|
|
|
|
|
by wakawaka28
332 days ago
|
|
It's safe to say that everyone you meet knows something you don't, regardless of background. But in the context of this discussion, it is pretty obvious that self-taught people on average have nowhere near the hundreds of hours of experience solving theoretical problems. Not having that background will actually set people back when it comes to solving hard problems that occasionally (or often) arise. Watching self-taught programmers talk smack about degreed professionals is like watching a couch potato make sweeping generalizations about how sedentary people who don't go to the gym are more physically capable than people who do, because the people who don't are not limited to performing certain exercises. |
|
First let me say I definitely value the hundreds of hours you would have spent on hard theoretical problems and while I wasn’t exposed to your curriculum, I regret I don’t have that.
However, I myself have definitely spent a substantial number of hours on distributed algorithms that were only available as published research (didn’t have a choice and that understanding I gained has been proven out), and my extended family is filled with PhDs, so I’ve been casually reading research papers since I was in my teens, this didn’t seem weird. A lot of my peers with and without degrees didn’t engage in this practice.

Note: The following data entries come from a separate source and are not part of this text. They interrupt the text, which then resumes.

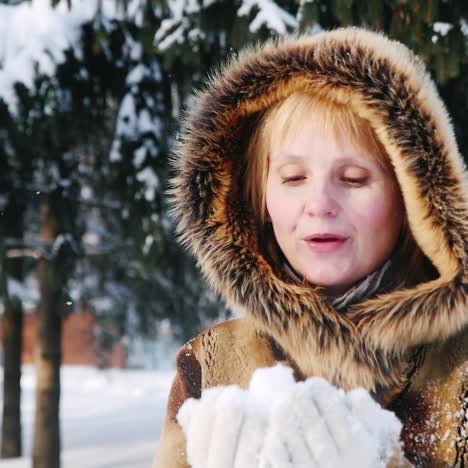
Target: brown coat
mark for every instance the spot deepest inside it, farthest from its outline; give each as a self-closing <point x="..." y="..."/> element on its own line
<point x="408" y="347"/>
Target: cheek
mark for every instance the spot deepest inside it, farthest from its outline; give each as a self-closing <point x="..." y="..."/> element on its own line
<point x="382" y="213"/>
<point x="279" y="210"/>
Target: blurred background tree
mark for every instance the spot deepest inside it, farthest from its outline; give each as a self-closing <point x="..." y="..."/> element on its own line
<point x="84" y="146"/>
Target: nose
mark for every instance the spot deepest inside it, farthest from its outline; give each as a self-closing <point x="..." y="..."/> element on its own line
<point x="320" y="202"/>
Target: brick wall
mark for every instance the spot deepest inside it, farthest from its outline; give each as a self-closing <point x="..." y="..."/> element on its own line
<point x="80" y="343"/>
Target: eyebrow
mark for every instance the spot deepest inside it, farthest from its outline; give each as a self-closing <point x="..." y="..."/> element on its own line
<point x="284" y="159"/>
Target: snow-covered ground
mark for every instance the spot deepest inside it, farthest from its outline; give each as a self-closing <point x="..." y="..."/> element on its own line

To explain further, I’ve also spent I can’t even tell you how much time on benchmarking and establishing performance bottlenecks and near as I can tell, no one has in university, or at least they’re not teaching it well enough, because it is shocking how badly this part of performance is understood. Let’s call it applied practical performance enhancement of software deployments.
In the end, I just can’t fully be in board with what you’re saying. Yes I wish I had that degree nowadays and I wish I could take 4 years out and go back and do it again. But I seriously did gain a lot of valuable experience that was hard won with that extra time and near as I can tell is super duper rare, especially because people keep hiring me for it.